Da una parte, le pressioni sulle compagnie petrolifere per ridurre le emissioni inquinanti che porteranno a un picco della produzione globale in tempi relativamente brevi. Dall’altra parte, la domanda di petrolio è in continua espansione tanto che ha già quasi raggiunto i livelli pre-pandemici e, l’anno prossimo, potrebbe stabilire un nuovo record in assoluto.
Secondo l’Opec, la domanda globale di petrolio continuerà a crescere almeno fino alla metà degli anni 2030 e raggiungerà i 108 milioni di barili al giorno, un livello al quale si stabilizzerà fino al 2045.
Il punto è che la transizione energetica e l’obiettivo di ridurre le emissioni non porteranno al raggiungimento del picco della domanda di petrolio nei tempi che i più ‘ottimisti’ avevano previsto. Perciò è probabile - secondo Morgan Stanley - che arriverà prima il picco dell’offerta rispetto a quello della domanda.
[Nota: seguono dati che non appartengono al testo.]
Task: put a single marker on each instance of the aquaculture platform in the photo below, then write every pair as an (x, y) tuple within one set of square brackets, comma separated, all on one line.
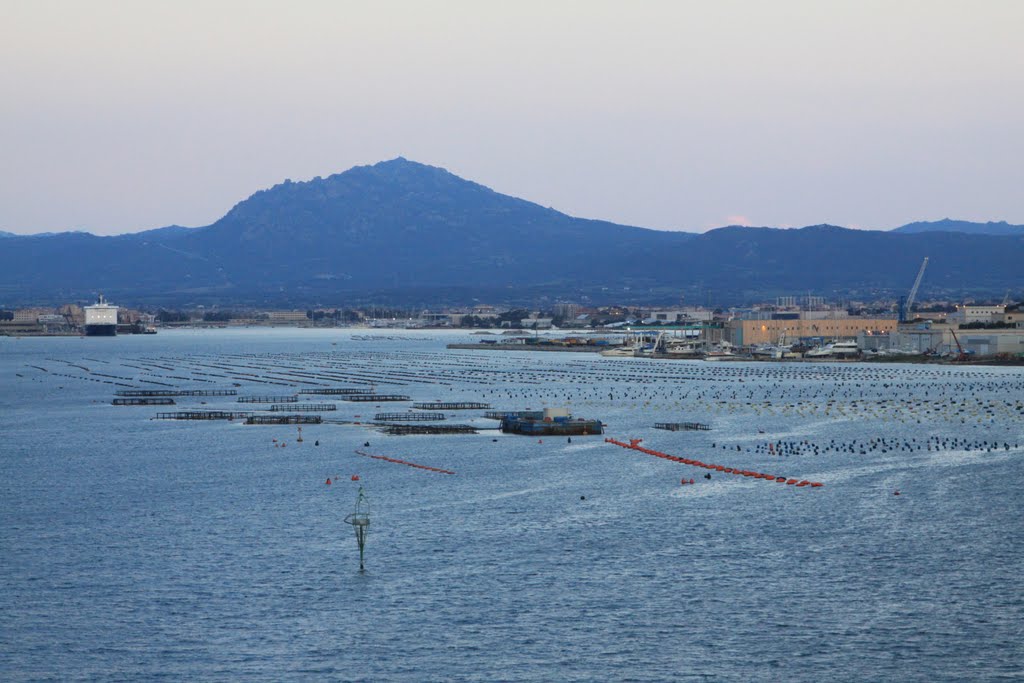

Il che vuol dire che il mondo diventerà sempre più energivoro ma rischia di ritrovarsi senza petrolio e, soprattutto, senza altre fonti che possano colmare il gap tra domanda e offerta.
In questo caso, il divario tra domanda e offerta potrebbe portare a un aumento della volatilità sul mercato, con picchi dei prezzi del petrolio strutturalmente più alti.
D’altronde, non vogliamo usare il carbone, vogliamo usare sempre meno gas, vogliamo abbandonare il petrolio, non vogliamo il nucleare, ma vogliamo consumare sempre più energia. Stiamo andando verso un disastro energetico?
Eppure la soluzione c’è: investire ben più massicciamente di quanto fatto fino a ora sulle rinnovabili e, al contempo, rivedere i modelli di produzione e consumo.